Die Pandemie hat gezeigt, welchen Wert Lehrkräfte in der Gesellschaft haben. Kolleginnen und Kollegen sprechen davon, “verheizt” zu werden. Sie fühlen sich im Stich gelassen. Sie sprechen von der “Seuchenhölle”, dem “Pandemiewahnsinn” und der “Durchseuchung der Kinder”. Vor allem sind sie aber enttäuscht von denen, die dafür verantwortlich sind: Kultusminister*innen. Sie haben sich dafür entschieden, Kinder und Jugendliche in die Schulen zu schicken, während sie es versäumt haben, diese sicherer zu machen. Schulen seien sicher, haben sie gesagt. Als die Wissenschaft dies widerlegte, waren sie noch “relativ sicher” und waren immerhin so ehrlich zu sagen, dass die Schulen offen bleiben müssten, damit die Eltern weiter arbeiten gehen können. Es geht ihnen wohl nicht um das, wofür sie verantwortlich sind – nämlich Bildung -, sondern nur um die Betreuung der Kinder. Es geht ihnen nicht mehr um das Wohlergehen von Kindern und Jugendlichen oder den Lehrkräften. Die sind ihnen egal. Und das fühlt sich mies an.

Viele Kolleginnen, Kollegen und ich gehen nur noch mit Angst in die Schule. Alles, was getan wird, um uns und unsere Schülerinnen und Schüler zu schützen, sind drei Tests pro Woche und das regelmäßige Lüften. Kein Abstand, keine Pflicht zum Tragen von FFP2-Masken, keine Luftfilter, keine gelockerte Präsenzpflicht, keine inzidenzabhängige Regelung zum Wechselunterricht. Die S3-Leitlinie des Robert-Koch-Instituts wird nicht umgesetzt, obwohl es einfach, kostengünstig und sinnvoll wäre. Da bleibt doch nur noch der Schluss, dass die Kultusministerien ihrer Fürsorgepflicht nicht nachkommen.

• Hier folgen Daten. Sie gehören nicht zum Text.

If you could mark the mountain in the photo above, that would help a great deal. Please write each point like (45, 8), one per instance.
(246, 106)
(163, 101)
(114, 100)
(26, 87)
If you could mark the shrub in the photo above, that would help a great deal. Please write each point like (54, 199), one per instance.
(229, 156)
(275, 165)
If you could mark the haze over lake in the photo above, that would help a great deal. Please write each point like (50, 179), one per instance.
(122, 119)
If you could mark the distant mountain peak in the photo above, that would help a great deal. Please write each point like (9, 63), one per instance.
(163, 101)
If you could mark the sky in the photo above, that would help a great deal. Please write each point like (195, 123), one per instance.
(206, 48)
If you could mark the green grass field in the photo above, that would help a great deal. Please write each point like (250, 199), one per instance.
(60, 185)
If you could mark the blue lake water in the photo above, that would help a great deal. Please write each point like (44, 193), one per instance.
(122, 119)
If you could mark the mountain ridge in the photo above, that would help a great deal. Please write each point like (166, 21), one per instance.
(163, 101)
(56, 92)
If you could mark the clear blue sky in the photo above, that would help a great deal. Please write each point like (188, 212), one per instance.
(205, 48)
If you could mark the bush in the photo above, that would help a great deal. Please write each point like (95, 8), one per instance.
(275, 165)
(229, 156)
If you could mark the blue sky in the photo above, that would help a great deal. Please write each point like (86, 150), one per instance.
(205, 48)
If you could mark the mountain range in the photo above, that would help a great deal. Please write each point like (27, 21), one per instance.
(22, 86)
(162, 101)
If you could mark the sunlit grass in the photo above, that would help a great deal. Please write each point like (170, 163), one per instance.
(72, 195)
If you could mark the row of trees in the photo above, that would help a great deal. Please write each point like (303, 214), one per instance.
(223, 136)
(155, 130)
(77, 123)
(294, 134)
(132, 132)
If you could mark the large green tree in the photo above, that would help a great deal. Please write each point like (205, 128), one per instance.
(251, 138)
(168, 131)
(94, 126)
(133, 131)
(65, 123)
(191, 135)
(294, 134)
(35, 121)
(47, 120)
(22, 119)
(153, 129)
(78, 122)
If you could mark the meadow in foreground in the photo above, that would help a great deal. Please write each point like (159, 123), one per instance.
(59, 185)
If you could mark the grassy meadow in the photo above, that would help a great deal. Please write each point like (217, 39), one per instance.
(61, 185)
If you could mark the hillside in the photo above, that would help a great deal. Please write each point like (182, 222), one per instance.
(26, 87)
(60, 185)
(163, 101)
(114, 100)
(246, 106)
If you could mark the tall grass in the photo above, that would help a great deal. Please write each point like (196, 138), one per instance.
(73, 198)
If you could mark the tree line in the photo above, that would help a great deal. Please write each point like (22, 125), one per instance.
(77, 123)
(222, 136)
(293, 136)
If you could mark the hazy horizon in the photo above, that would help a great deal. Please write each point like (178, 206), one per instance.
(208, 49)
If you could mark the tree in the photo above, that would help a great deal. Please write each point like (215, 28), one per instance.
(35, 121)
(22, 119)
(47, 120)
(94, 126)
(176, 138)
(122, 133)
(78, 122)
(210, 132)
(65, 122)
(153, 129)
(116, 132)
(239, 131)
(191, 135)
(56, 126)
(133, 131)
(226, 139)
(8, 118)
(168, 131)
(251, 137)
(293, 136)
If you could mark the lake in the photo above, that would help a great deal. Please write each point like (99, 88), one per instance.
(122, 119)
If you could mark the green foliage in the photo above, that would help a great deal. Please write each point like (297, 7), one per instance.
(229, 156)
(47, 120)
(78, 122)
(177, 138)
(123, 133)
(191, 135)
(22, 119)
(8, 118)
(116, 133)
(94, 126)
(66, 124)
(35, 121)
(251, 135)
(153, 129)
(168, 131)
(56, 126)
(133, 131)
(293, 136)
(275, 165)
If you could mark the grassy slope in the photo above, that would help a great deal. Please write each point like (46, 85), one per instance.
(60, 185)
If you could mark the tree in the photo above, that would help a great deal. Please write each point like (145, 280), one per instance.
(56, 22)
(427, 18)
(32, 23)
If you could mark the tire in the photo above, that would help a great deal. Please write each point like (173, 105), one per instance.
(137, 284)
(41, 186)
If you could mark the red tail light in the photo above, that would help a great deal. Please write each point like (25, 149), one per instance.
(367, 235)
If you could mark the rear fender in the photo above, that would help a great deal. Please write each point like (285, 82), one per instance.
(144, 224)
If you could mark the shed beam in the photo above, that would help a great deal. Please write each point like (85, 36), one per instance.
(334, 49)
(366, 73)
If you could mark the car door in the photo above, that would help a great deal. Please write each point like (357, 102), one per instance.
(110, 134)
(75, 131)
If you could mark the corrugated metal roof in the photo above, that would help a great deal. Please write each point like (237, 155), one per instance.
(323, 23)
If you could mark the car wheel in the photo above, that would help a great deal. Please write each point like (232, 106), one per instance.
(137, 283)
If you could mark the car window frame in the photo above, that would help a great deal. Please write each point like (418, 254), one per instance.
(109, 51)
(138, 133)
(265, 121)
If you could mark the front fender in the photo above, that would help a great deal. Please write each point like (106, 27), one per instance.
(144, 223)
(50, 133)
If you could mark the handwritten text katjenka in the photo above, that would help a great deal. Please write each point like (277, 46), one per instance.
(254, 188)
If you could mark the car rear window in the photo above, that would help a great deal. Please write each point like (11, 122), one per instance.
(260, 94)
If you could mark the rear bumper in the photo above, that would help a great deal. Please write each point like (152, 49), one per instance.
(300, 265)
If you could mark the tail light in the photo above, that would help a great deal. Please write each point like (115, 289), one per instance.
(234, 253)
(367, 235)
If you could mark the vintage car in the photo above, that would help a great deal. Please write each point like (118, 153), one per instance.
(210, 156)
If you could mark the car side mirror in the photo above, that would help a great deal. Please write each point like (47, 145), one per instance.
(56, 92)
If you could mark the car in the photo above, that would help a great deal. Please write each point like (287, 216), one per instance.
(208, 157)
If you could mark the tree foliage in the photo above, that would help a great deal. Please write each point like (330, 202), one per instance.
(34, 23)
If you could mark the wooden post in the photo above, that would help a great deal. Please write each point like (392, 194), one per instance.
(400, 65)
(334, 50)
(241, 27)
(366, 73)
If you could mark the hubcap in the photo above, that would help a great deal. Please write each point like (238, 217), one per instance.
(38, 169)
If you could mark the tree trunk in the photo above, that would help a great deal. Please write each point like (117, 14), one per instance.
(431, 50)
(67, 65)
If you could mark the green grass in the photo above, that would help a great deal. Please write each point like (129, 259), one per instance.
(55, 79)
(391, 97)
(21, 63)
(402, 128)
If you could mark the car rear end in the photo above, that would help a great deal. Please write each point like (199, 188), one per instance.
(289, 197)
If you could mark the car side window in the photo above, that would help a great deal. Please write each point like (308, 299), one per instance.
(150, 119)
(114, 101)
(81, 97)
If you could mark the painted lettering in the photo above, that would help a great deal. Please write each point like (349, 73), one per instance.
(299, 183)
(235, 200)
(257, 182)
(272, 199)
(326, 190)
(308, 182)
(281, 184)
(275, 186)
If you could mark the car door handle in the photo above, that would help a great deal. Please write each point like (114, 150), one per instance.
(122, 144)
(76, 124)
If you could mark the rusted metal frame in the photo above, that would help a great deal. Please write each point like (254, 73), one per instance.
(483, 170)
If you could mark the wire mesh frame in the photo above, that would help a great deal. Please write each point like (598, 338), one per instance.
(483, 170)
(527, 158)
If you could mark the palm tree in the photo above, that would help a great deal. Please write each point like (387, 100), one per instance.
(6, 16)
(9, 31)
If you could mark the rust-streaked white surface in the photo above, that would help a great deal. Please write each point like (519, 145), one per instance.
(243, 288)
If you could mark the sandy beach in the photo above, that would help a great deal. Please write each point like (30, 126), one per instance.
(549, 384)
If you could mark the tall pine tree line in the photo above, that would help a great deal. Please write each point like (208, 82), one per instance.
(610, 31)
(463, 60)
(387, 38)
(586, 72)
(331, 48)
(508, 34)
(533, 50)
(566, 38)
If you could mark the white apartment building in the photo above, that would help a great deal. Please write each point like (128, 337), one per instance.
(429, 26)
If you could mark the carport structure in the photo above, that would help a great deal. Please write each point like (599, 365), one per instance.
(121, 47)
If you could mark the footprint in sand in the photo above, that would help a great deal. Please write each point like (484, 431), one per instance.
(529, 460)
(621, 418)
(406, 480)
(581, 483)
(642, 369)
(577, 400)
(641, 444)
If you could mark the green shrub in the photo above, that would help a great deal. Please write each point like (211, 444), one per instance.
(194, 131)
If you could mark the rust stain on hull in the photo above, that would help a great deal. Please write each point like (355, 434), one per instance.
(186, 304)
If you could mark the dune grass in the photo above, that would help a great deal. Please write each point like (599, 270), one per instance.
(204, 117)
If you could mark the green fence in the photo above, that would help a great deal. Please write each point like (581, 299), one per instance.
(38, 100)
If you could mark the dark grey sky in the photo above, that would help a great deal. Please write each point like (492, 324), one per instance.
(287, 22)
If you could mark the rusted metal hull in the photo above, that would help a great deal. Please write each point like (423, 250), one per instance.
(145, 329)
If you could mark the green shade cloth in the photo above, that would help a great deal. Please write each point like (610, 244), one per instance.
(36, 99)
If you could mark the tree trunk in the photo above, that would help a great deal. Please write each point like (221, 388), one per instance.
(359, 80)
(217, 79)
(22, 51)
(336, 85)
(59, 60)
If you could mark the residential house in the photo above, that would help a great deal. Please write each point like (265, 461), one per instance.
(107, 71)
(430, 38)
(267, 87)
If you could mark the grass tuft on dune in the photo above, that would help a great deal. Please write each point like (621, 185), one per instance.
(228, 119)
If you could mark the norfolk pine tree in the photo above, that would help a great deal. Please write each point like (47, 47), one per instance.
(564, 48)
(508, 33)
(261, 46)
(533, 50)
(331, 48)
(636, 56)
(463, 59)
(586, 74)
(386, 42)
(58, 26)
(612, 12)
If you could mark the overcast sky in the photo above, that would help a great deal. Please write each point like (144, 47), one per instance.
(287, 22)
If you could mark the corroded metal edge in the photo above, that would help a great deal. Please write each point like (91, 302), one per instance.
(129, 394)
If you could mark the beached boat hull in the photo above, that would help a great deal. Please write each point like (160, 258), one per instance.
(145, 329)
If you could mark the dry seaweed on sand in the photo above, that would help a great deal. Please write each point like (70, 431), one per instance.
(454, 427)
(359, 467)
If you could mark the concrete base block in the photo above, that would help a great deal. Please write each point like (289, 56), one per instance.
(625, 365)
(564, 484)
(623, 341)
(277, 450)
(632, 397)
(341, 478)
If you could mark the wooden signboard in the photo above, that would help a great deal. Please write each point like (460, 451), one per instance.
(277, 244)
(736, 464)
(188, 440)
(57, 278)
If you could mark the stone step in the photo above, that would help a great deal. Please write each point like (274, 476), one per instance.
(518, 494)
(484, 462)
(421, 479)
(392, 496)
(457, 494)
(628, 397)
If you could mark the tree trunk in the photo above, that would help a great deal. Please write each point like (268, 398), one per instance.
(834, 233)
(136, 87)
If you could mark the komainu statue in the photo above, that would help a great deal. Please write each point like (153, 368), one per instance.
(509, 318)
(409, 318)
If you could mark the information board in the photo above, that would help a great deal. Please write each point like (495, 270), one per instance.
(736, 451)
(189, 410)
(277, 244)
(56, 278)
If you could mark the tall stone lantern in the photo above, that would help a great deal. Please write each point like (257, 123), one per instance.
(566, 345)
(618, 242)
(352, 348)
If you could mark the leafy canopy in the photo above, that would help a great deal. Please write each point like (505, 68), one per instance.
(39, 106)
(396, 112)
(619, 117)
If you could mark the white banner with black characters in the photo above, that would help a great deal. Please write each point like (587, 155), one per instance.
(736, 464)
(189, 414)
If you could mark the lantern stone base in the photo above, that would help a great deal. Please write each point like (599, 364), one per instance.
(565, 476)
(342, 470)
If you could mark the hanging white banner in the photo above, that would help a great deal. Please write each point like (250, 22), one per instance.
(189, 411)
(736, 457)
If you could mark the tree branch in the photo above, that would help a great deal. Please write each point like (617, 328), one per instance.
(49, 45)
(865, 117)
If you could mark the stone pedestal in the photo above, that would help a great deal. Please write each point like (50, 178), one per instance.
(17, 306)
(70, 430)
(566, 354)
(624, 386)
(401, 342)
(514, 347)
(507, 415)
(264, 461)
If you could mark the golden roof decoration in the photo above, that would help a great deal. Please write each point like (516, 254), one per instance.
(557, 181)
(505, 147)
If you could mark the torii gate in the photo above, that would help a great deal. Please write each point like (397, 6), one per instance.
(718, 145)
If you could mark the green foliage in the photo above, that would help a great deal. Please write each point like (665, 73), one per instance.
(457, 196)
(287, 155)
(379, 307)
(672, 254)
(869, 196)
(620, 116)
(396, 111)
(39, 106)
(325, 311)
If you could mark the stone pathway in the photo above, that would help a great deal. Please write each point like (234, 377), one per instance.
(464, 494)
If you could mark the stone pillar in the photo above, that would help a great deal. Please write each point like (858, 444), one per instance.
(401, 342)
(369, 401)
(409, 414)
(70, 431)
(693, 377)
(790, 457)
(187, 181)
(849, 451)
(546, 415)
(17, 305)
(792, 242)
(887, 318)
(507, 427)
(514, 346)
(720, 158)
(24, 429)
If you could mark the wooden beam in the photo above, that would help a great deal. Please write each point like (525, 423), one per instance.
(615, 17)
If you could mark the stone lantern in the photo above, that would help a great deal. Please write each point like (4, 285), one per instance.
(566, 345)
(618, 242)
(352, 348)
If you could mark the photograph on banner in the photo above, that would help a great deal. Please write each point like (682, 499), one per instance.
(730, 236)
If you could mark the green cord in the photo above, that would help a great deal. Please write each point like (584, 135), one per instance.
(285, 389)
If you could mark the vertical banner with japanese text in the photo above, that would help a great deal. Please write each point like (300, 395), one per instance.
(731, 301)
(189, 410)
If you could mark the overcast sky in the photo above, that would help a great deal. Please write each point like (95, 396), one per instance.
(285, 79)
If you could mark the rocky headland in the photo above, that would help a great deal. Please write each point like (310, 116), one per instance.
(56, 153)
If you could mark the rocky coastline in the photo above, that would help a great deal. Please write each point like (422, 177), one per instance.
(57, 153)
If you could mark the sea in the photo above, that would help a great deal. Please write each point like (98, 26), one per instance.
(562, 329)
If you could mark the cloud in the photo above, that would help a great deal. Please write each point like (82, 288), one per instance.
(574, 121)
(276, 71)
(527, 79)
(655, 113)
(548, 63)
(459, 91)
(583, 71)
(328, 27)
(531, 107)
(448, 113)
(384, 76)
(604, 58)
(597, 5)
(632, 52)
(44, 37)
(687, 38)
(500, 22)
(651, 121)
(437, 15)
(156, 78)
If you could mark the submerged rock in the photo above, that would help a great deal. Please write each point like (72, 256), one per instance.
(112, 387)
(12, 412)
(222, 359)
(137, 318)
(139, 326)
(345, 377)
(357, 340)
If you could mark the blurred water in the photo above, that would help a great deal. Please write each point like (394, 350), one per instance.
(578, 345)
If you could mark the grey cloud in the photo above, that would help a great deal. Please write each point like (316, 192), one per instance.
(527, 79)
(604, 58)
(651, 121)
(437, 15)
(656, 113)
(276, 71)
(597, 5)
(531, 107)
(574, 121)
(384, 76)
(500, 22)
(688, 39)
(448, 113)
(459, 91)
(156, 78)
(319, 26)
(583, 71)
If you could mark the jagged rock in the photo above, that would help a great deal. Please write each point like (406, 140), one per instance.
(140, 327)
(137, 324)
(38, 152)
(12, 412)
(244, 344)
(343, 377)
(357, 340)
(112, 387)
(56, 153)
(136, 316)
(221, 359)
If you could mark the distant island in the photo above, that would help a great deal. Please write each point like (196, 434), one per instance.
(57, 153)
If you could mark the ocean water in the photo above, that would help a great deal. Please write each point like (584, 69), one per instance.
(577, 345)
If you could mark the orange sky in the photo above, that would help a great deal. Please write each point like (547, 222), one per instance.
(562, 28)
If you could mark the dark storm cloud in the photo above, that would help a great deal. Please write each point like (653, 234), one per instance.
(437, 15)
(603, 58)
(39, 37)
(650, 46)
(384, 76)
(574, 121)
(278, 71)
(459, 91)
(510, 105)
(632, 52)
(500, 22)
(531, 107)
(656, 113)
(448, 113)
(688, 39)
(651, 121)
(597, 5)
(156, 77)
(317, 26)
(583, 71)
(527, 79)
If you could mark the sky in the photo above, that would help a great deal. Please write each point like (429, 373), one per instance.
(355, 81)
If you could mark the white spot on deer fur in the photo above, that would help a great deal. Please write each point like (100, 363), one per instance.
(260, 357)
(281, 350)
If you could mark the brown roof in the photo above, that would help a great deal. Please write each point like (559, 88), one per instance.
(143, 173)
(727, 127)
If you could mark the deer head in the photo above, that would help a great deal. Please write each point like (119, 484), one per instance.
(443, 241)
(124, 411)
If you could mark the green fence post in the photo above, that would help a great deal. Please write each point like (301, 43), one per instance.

»Die Sorgfaltspflicht des Arbeitgebers umfasst sämtliche Vorkehrungen zum Schutz von Leben und Gesundheit der Arbeitnehmer/-innen«
Fürsorgepflicht
ergibt sich etwa aus §§617-619 BGB

Ich wollte doch eigentlich immer Lehrer werden. Doch nun, wo ich diesen Traum erreicht habe, bin ich mir gar nicht mehr so sicher. Weil wir Selbsttests nutzen, die ebenso verlässlich Infektionen anzeigen, wie das Werfen einer Münze. Weil wir kritisiert und angegriffen werden, ohne dass man sich ausreichend informiert. Weil wir nicht geschützt werden. Weil wir nicht mehr so arbeiten können, wie wir es gern wollten. Weil unser Schulsystem von eurer Politik kaputt gemacht wurde.